Backes consumes about 1kg of chocolate a week and drinks 10-12 cups of coffee a day, an occupational hazard, but his doctor is very happy with his health. “Probably because I keep active all day," he says, explaining what seems like an indulgence.

In Mumbai last month for an event organized in partnership with the Australian chain Coffee by Di Bella and Visit Victoria, the Victoria government’s lead tourism agency, German-born Australian resident Backes spoke about his twin passions, coffee and chocolate. Edited excerpts from an interview:

How and why did you get into chocolate?

It goes back to my grandmother, who used to bake for the whole family, and I would help her. My passion is to make nice chocolates, and being a pastry chef is so challenging. Chocolate is difficult to do anyway and the easiest to muck up.

It’s not a family business—my family is all good people, I am the only one who works as a chocolatier. What I learnt from my grandmother was: Use the best and freshest ingredients and don’t hold back with new ideas or something unusual.

Coffee and chocolate work well together because they have similar profiles and attitudes…

We have a product (with the Melbourne tram’s picture on it) called Café Latte and it tastes like a cappuccino. It’s creamy and has a bit of brandy in it. There is one called Irish Cream, which has a sharp espresso flavour but with a kick that comes in late and has a good amount of brandy in it.

You have heard of chocolate-coated almonds, coated hazelnuts. We take it to a different level. We caramelize perfectly roasted almonds and then we chocolate-coat it seven times in dark chocolate and roll it in pure cocoa powder, only just. When you buy that fresh, it’s a totally different experience. The hazelnut we use has been roasted a day before and not months before. When we coat popcorn, it takes five days because every layer needs to be applied and needs to rest overnight.

The process of experimentation never stops?

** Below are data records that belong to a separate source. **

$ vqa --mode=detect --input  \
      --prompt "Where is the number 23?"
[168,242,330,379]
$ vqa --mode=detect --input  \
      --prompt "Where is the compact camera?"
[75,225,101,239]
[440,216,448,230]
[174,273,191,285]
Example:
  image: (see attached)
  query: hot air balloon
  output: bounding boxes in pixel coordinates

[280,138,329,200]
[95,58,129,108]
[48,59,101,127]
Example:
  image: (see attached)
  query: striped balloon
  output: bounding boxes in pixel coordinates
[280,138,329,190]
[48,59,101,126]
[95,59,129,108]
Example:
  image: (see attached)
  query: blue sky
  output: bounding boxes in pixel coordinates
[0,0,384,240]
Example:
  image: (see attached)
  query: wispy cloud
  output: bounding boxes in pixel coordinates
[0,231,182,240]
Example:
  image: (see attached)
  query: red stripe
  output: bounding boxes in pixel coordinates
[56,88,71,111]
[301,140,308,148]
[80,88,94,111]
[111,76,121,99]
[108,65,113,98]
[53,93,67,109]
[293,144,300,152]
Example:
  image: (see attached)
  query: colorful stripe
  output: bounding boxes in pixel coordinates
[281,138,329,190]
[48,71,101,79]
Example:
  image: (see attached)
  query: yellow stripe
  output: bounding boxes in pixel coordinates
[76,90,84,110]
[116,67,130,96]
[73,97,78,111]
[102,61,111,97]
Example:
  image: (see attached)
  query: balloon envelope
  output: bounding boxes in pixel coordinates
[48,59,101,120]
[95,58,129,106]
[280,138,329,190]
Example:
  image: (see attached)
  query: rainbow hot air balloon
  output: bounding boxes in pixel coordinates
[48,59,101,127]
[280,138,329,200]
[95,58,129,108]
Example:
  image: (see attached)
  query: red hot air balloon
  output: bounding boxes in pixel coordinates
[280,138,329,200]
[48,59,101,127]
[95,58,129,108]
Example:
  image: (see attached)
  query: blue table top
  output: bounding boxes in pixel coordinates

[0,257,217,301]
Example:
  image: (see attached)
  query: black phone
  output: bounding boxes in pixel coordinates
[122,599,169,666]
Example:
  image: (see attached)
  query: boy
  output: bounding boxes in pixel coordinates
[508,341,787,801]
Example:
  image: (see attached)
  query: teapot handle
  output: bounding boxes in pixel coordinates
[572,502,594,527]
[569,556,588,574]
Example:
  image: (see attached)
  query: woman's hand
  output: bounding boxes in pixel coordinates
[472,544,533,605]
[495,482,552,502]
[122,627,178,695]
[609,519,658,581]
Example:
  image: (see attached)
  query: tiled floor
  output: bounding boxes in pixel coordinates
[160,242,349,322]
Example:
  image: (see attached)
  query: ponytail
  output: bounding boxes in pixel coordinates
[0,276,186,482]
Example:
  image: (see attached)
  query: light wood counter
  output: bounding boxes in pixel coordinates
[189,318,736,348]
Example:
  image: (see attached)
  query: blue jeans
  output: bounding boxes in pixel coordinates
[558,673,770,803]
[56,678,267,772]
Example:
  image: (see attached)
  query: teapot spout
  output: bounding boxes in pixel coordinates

Part of my job is to try everything, and it is fun. When I go back, I would like to try Indian-inspired chocolate. If I take some spices, I know which couverture (contains cocoa butter, instead of vegetable oils) will go well with that taste. You take strong spices and I would go with a darker chocolate, not something sweet. Cinnamon would go with a milk couverture.

Chocolate and coffee get a bit of a bad rap from the health industry…

I eat a lot of good quality couverture chocolate. It’s the sugar that’s not good for you, which comes in cheap chocolate. Couverture chocolate has antioxidants. Darker (chocolate) is not always better. Big industries make a vast amount of chocolate to make a vast amount of money. So what they do is add a lot of sugar, not cocoa butter. What we do is more cocoa butter and a little bit of sugar.

It’s like anything in life: good in moderation. For example, if I can’t get a really good quality coffee, I simply will not have it.

What’s the next big thing in chocolate/desserts?

You can do limitless experimentation with chocolate. I once thought you can’t discover the new, but there always is. The latest fad in Melbourne at the moment is freakshakes. It’s basically ice cream/cold drinks with heaps and heaps of crazy toppings, a pile of stuff like cakes, macarons, marshmallows, etc. But I can imagine it will fade away quickly. Fads like these keep everything fresh but. A few years ago, it was the macarons. We had to build a whole new kitchen for the macarons but that (fad) has slowed down.

The trend is definitely going into higher quality (of chocolate), less industrial and more gourmet style, which is music to my ears. I can see that happening in India as well.

What is your personal favourite?

If I go home after a 16-hour shift and feel like a little treat, then it’s the Figaro for me, which we make. It’s got hazelnut praline, roasted almonds, pistachios and Amarena cherries, and a beautiful mouth play. I love food which is crunchy, gives different feelings and is not just plain chocolate.